Find all semantic regions in an image in a single pass
Train without the localization data
Maximize the number of objects detected (maybe all?)
Need not be precise
It is used for image compression because we need less precision but more generic information about the content of the image

What this is NOT ?

Not an object detector. For that checkout-

*Fast RCNN

*Faster-RCNN
Not a weakly labelled class detector or Class activation Map. For that checkout -

*Weakly detector

*CAM
Not saliency map or guided backprop. For that checkout -

*Lasagne saliency

*Grad-CAM
Not Semantic segmentation. For that checkout -

*Oxford CRF CNN

*Fully convolutional neural network

Design Choices

Tensorflow 3D convolutions for class invariant features
Multi-label nn.softmax instead of nn.sparse (non-exclusive classes)
Argsort and not argmax to obtain top-k class information

FAQ about image compression

Is the final image really a standard JPEG?

Yes, the final image is a standard JPEG as it is encoded using standard JPEG.
But how can you improve JPEG using JPEG ?
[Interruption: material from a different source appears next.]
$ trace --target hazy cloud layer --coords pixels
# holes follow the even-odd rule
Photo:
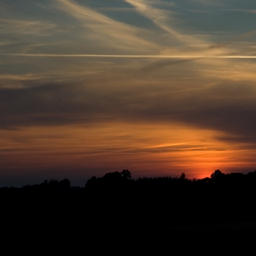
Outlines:
[[[255,10],[249,0],[3,0],[0,176],[252,168]]]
Standard JPEG uses a image level Quantization scaling Q. However, not all parts of the image be compressed at same level. Our method allows to use variable Q.
Don't we have to store the variable Q in the image file?
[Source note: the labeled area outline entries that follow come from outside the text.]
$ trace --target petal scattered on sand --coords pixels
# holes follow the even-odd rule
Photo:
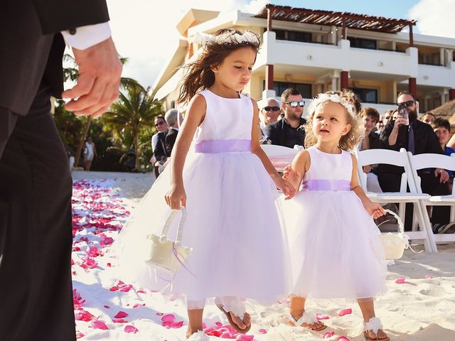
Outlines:
[[[341,310],[338,310],[336,313],[337,316],[344,316],[345,315],[349,315],[353,313],[353,310],[350,308],[348,309],[343,309]]]

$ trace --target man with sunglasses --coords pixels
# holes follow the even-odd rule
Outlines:
[[[284,117],[265,127],[264,132],[272,144],[294,148],[304,146],[306,120],[301,117],[305,101],[296,89],[289,87],[282,94],[282,109]]]
[[[389,122],[380,134],[380,139],[385,148],[400,151],[404,148],[413,154],[437,153],[442,154],[439,140],[431,126],[417,119],[416,101],[407,92],[398,94],[397,100],[398,113],[395,119]],[[407,112],[408,117],[403,116]],[[402,167],[381,164],[378,168],[378,178],[384,192],[400,190]],[[443,169],[434,172],[427,170],[417,171],[422,180],[422,190],[431,195],[449,194],[447,181],[449,173]],[[406,229],[411,228],[412,221],[412,205],[406,205]],[[433,207],[432,222],[446,224],[449,222],[449,207],[435,206]]]

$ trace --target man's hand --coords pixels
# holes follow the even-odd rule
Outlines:
[[[64,91],[72,100],[66,109],[78,116],[96,118],[106,112],[119,97],[122,63],[109,38],[85,50],[73,48],[79,65],[77,84]]]
[[[437,178],[438,175],[440,175],[439,183],[446,183],[447,181],[449,181],[449,179],[450,178],[450,176],[449,175],[449,173],[447,173],[447,170],[446,170],[445,169],[436,168],[434,170],[434,176]]]

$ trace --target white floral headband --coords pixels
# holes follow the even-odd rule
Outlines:
[[[317,97],[314,97],[308,108],[309,112],[314,112],[316,108],[321,103],[324,102],[333,102],[333,103],[340,103],[343,105],[350,116],[356,117],[357,114],[354,113],[354,107],[353,104],[346,101],[344,98],[341,97],[338,94],[319,94]]]
[[[198,45],[205,45],[208,44],[242,44],[250,43],[252,45],[259,45],[259,41],[257,36],[250,31],[245,31],[243,33],[230,33],[213,36],[213,34],[196,32],[193,38],[193,43]]]

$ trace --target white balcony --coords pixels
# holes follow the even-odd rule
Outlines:
[[[338,70],[379,74],[380,78],[386,75],[397,80],[417,77],[416,48],[400,53],[350,48],[347,40],[336,45],[279,40],[270,31],[264,33],[263,40],[255,68],[266,64],[287,65],[320,69],[321,73]]]
[[[447,66],[419,65],[418,85],[455,89],[455,62]]]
No. Because the final image is encoded using a single Q. Please see Section 4 of our paper.

Possible Issues

Cannot import Image (in util.py) Resolution: Change it to from PIL import Image
ValueError: setting an array element with a sequence. Resolution: The image file you are passing does not exist
UserWarning: Possible precision loss when converting from float32 to uint8 Resolution: This is only a warning from skimage. Nothing needs to be done
No message or nothing Default behaviour of the program is such that there is no message unless there is an error, or verbose is set to True. Check "output" directory for output files. If there is no output directory then make one and run the code again.

Credits

CNN structure based on VGG16, https://github.com/ry/tensorflow-vgg16/blob/master/vgg16.py
Channel independent feature maps (3D features) using https://www.tensorflow.org/versions/r0.11/api_docs/python/nn.html#depthwise_conv2d_native
GAP based on https://github.com/jazzsaxmafia/Weakly_detector/blob/master/src/detector.py
Conv2d layer based on https://github.com/carpedm20/DCGAN-tensorflow/blob/master/ops.py

My sincere thanks to @jazzsaxmafia, @carpedm20 and @metalbubble from whose code I learned and borrowed heavily.

Abstract

========================================================================================================================

It has long been considered a significant problem to improve the visual quality of lossy image and video compression. Recent advances in computing power together with the availability of large training data sets has increased interest in the application of deep learning cnns to address image recognition and image processing tasks. Here, we present a powerful cnn tailored to the specific task of semantic image understanding to achieve higher visual quality in lossy compression. A modest increase in complexity is incorporated to the encoder which allows a standard, off-the-shelf jpeg decoder to be used. While jpeg encoding may be optimized for generic images, the process is ultimately unaware of the specific content of the image to be compressed. Our technique makes jpeg content-aware by designing and training a model to identify multiple semantic regions in a given image. Unlike object detection techniques, our model does not require labeling of object positions and is able to identify objects in a single pass. We present a new cnn architecture directed specifically to image compression, which generates a map that highlights semantically-salient regions so that they can be encoded at higher quality as compared to background regions. By adding a complete set of features for every class, and then taking a threshold over the sum of all feature activations, we generate a map that highlights semantically-salient regions so that they can be encoded at a better quality compared to background regions. Experiments are presented on the Kodak PhotoCD dataset and the MIT Saliency Benchmark dataset, in which our algorithm achieves higher visual quality for the same compressed size.